Regulation of the low affinity IgE Fc receptor (CD23) in atopic dermatitis
Halpern, M., & Schwartz, S. (1993). Regulation of the low affinity IgE Fc receptor (CD23) in atopic dermatitis. International Archives of Allergy and Immunology, 100(3), 197-200.
Alterations in the production of CD23, the IgE Fc receptor, may play a role in the etiology of atopic dermatitis and other allergic conditions. Interleukin-4 (IL-4), interferon-gamma (IFN-gamma), and interferon-alpha (IFN-alpha) are involved in coordinate regulation of CD23. IL-4 stimulates production of both CD23 and IgE. IFN-gamma also stimulates production of CD23, but suppresses production of IgE and inhibits IL-4-mediated production of CD23. IFN-alpha also suppresses these IL-4-mediated activities and, in addition, suppresses IFN-gamma-mediated stimulation of CD23 production.

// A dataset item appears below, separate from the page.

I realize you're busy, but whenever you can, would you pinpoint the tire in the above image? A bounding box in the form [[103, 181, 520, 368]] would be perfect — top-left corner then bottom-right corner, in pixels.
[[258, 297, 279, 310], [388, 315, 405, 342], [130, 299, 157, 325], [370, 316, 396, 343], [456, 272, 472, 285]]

Changes in this coordinate regulation may be involved in the development of atopic dermatitis. Expression of CD23 by Langerhans cells is stimulated by IL-4 and IFN-gamma. Further, levels of CD23-positive T cells are elevated in atopic dermatitis subjects as compared to non-atopic controls, and observed skin changes appear to be related to changes in CD23-positive mononuclear cell populations. Coordinate regulation of CD23 by IFN-gamma and IL-4 may also be important in other allergic conditions, parasitic infections, and a variety of disease states.